Different cultures and ethnicities have conflicting perceptions of beauty – including what is considered both attractive and undesirable in terms of the lips and mouth. Dr Walker’s mostly white European patients in Liverpool seek a very noticeably enhanced lip. Similarly, practicing in a northern spa town, Bennett treats a high proportion of Caucasian men and women. “The majority of patients are looking at a one third to two thirds [upper-to-lower lip] ratio, which we can measure,” she comments. “Younger women often want to emulate the look of a particular reality TV star or celebrity – Kylie Jenner is very ‘of the moment’ – and they tend to prefer an almost 50/50 ratio. We have few men requesting lip treatments and those who do are not often wishing to have anything noticeable to others.” 

Dr Tonks, on the other hand, has a lot of Arabic patients, and reports that their preferences are quite different, as is their tolerance to more product and the way she approaches lip treatments. “Patients from the gulf have naturally larger lips that can absolutely eat product,” she says. “You can easily use 2ml in a patient in one sitting if they are after something glamorous. They don’t have the problem that Caucasian patients often do, with very thin, almost non-existent upper lips, which are very hard to do that with in one treatment sitting.” Bennett adds that Arabic patients don’t like a wide mouth look, which can be the result of filler injected under the oral commissures to elevate them. People from African Caribbean backgrounds also tend to have fuller lips, and often prefer treatments concentrated on definition at the corners of the lips, says Dr Bong, while in the Asian community, the perception of beauty is more focused on the shape of the face. Religion and culture also have an influence, with some patients reluctant for friends and family to know that they have had treatment due to a negative perception of cosmetic interventions. “Therefore, it’s much more common that they want treatments performed in stages and a result that is much more natural and subtle” he adds.

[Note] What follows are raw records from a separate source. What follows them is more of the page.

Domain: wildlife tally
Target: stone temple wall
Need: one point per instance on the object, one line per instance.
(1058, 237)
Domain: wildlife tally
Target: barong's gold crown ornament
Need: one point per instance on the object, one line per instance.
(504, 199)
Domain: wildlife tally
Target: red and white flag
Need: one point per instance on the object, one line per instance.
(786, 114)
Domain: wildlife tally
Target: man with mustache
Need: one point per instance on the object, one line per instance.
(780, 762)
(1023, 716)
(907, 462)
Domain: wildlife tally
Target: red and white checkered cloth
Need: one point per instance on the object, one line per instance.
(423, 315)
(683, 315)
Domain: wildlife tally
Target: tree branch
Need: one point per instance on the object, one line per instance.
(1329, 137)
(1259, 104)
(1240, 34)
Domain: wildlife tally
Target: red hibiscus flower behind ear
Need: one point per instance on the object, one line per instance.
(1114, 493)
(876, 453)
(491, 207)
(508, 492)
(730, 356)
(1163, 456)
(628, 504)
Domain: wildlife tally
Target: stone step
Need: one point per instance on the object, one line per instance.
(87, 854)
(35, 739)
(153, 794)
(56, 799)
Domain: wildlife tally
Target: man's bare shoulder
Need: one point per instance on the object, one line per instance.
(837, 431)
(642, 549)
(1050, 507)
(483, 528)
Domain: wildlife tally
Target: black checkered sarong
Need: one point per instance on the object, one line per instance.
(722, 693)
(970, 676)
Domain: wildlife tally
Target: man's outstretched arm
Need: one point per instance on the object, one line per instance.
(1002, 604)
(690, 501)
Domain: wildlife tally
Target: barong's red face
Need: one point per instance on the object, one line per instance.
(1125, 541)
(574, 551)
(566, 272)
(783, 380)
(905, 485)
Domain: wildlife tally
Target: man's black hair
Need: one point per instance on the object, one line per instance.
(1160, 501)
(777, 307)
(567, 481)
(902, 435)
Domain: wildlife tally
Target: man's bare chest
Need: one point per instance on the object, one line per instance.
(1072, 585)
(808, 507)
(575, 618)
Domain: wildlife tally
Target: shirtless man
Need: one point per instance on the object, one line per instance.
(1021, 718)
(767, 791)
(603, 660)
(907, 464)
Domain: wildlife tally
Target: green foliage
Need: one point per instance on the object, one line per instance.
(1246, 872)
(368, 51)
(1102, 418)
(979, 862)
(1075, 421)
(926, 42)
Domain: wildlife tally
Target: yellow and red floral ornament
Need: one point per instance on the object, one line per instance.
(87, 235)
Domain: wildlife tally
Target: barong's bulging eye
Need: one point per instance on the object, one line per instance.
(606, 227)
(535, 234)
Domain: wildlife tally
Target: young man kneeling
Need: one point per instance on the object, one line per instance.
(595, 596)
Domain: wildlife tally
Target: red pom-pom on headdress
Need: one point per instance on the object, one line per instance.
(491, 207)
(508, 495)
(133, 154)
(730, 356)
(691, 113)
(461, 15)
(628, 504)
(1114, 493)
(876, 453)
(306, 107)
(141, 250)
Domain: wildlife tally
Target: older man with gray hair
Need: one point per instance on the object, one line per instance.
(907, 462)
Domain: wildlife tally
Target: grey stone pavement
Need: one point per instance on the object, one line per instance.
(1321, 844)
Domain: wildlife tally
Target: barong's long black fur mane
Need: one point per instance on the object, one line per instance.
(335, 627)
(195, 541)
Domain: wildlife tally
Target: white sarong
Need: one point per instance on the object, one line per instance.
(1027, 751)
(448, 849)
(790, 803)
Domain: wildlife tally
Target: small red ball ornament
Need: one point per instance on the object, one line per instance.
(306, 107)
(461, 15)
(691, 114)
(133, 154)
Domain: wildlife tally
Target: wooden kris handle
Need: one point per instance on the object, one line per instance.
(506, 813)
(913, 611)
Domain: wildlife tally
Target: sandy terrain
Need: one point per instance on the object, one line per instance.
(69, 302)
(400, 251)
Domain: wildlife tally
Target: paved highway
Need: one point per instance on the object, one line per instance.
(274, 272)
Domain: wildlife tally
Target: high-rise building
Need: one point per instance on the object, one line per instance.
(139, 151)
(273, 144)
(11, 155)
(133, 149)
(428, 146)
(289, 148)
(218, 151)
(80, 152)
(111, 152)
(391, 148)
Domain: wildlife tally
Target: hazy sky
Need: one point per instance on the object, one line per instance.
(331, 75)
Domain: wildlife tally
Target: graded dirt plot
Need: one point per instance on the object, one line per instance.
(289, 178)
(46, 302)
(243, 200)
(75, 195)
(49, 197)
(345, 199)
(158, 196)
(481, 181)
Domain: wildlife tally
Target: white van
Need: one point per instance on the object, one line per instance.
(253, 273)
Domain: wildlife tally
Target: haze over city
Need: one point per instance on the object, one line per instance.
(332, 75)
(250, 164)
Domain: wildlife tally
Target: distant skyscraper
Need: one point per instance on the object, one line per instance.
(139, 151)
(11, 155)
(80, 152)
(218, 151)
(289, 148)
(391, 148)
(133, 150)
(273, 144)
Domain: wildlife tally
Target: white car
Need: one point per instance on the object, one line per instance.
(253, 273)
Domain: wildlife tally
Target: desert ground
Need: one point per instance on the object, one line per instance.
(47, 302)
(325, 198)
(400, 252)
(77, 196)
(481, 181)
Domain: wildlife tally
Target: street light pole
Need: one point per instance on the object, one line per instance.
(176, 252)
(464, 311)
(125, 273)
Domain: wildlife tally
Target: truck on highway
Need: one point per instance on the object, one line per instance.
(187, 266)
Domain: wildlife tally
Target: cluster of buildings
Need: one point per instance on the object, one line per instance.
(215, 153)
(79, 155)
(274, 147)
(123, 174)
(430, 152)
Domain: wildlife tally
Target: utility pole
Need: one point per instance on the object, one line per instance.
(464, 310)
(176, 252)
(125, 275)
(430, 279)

In order to fulfil each patient’s cultural and personal requirements, a thorough understanding of both is necessary. Dr Acquilla comments, “I travel all around the world teaching injection techniques in different genetic backgrounds. There is definitely a strong link between genetics and aesthetics, such as strong lips in the Middle East and Asia with deficiencies in Caucasian populations. The key to success here lies in accurate assessment and treatment of the whole face in good balance and proportion.” Despite its share of negative press, the case evidently remains that lip treatment is growing in demand. Mass marketing has created the illusion that lip augmentation is a quick and easy way for people to conform to the latest beauty fad with few consequences. This is perpetuated by a concerning trend in such procedures being offered at discounted rates or as prizes. The Keogh Review described such advertising practices as “socially irresponsible” and recommended they be “prohibited by the professional registers’ code of practice”,3 but unless these recommendations are wholly embraced by the aesthetics industry, patients are potentially being put at risk. Practitioners must ensure they market and perform treatments ethically, embracing the Keogh recommendations rather than just paying them lip service.